API Authentication

Accessing Procountor API

Accessing Procountor API requires authenticating and authorization. Users need to prove with an access token they have a permission to use the API. Procountor API adapts the OAuth 2.0 flow as a method for authorization.

The instructions on this page cover the essentials required for implementing authorization with Procountor API. For further information about OAuth 2.0, refer to the official website.

Prerequisites for testing access

The following information is required for obtaining a grant to use the API for testing purposes. This information can be obtained by submitting a request for a testing environment.

• Client ID
• Client secret
• Redirect URI

In addition to the information above any user wishing to log in needs to have the following information at hand in order to complete the login flow.

• Username
• Password
• Company Name

Redirect URI

The redirect URI indicates a location where the user's browser is redirected after authenticating on Procountor API login page in a fully implemented authorization process. If you do not specify a value for the redirect URI in your testing environment request, we will assign you a placeholder value. In any case, providing the value is mandatory in the authorization process described below. A redirect URI must be a clean URL which does not contain a query string.
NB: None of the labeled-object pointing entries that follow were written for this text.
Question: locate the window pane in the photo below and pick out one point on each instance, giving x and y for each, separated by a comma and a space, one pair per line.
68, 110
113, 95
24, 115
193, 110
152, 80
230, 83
Each API client has exactly one redirect URI. The value is stored with API client details by Procountor and cannot be modified by the user. To change the redirect URI after receiving your testing environment drop us a line and state your client ID and the new redirect URI.

User credentials for testing

When you receive a testing environment you will also be given an initial user account connected to a new company. You can use this information to log in to the testing server UI as well as the API. You can create more user accounts using the testing server UI.

Authentication methods

The Procountor API offers two different OAuth 2.0 flows for this: the authorization code flow and the client credentials flow. The authorization code flow is best suited for interactive applications like web and mobile apps. The client credentials flow is best suited for machine-to-machine integrations, like reporting or monitoring platforms.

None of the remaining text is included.